In the rare cases where scientists go the extra mile to enroll women, they face additional scrutiny from the Food and Drug Administration, which has strict rules for including women of childbearing age. Ultimately, most researchers just opt for the easiest route and enroll men, and collect their data on women only once the drug is on the market.

Two recent trials of long-acting injectable HIV drugs managed to recruit significant numbers of women (33 percent were female in one study, 23 percent in the other), most likely due to the promise of less frequent treatment, a big convenience for say, an overwhelmed mother.

“Patients lined up outside the clinic,” said Dr. Kimberly Smith, head of research and development at ViiV Healthcare, the company that led the research. Though in general, Smith said that trials in the United States struggle to enroll women because about 75 percent of the infected still are men.

In hopes of starting to address this disparity, Dr. Bruce Walker and his colleagues at the Ragon Institute of M.G.H., M.I.T., and Harvard have set up a group called Fresh in South Africa where nearly 2,000 young women in the Umlazi Township check in twice weekly for HIV testing. The researchers provide preventive therapy, but a small proportion of the women still become positive. Walker’s team have tracked these diagnoses from the start and plan to test cures in the group.

Still, it’s difficult to get scientists to take the need to enroll women seriously, said Dr. Eileen Scully, assistant professor of medicine at Johns Hopkins University. “Some of the hard scientists dismiss this type of discussion as being more socially determined, or some sort of women’s liberation thing,” she commented.

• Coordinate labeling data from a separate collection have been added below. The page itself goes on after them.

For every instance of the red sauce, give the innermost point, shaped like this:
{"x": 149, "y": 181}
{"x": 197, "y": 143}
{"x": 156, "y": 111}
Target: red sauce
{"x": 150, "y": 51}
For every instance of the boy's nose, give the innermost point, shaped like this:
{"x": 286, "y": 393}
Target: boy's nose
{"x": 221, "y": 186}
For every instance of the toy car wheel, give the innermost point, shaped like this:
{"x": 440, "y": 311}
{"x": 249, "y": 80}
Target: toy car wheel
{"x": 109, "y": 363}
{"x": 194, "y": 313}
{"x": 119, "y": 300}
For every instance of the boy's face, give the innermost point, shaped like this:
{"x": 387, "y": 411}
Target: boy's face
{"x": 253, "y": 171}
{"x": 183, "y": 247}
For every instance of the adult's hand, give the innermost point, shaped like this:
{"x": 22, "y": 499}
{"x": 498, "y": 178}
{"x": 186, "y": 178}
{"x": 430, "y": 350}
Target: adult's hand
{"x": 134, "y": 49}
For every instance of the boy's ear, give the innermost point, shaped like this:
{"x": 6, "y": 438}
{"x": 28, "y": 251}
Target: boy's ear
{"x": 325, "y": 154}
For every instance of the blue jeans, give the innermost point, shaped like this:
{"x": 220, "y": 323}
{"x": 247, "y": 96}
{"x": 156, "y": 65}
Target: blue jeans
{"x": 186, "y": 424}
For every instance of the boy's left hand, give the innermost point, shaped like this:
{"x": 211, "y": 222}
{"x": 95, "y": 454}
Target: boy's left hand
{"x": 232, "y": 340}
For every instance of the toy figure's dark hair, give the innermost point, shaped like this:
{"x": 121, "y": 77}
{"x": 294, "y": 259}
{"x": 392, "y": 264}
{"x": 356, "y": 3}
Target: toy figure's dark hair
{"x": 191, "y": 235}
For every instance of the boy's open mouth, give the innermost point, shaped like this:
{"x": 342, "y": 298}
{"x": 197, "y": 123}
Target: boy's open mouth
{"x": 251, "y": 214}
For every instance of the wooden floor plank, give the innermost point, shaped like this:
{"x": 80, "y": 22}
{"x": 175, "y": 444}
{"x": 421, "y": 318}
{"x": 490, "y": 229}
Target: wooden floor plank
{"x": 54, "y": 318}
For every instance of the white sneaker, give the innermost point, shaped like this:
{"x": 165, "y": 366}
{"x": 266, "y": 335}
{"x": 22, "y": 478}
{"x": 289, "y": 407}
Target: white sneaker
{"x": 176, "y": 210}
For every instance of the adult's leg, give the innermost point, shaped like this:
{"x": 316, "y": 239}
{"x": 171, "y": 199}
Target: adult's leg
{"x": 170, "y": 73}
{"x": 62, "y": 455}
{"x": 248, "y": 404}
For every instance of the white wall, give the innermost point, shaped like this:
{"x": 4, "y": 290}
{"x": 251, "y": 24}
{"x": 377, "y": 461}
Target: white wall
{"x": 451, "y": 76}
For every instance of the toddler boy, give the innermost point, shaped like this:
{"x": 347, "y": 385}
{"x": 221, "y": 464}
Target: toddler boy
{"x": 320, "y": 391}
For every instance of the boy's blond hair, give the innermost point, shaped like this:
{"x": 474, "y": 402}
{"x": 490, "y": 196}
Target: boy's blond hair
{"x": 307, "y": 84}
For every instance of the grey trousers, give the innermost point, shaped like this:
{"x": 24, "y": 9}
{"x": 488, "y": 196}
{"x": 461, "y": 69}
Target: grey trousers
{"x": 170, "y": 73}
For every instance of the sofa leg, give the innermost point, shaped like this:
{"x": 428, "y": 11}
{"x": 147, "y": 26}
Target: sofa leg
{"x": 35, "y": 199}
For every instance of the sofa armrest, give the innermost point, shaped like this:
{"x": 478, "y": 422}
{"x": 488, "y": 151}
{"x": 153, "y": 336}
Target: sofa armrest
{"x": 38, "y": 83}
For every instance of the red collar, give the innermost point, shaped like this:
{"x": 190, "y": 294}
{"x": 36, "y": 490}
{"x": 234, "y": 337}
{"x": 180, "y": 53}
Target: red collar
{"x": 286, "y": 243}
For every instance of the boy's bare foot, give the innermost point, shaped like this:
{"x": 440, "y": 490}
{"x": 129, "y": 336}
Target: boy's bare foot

Scully led the only cure trial so far to focus solely on women, testing whether a drug that blocks estrogen makes it easier to kill HIV. To skirt the restrictions limiting participation by women of childbearing age, she and her colleagues recruited menopausal women. But these participants have lower levels of circulating estrogen, which may skew results. (The article made no mention of how transgender women and their hormone levels factor in research.)

Still, the team has already made one key discovery: “We were one of the fastest trials ever to enroll,” Scully noted. “Women are ready to be engaged.”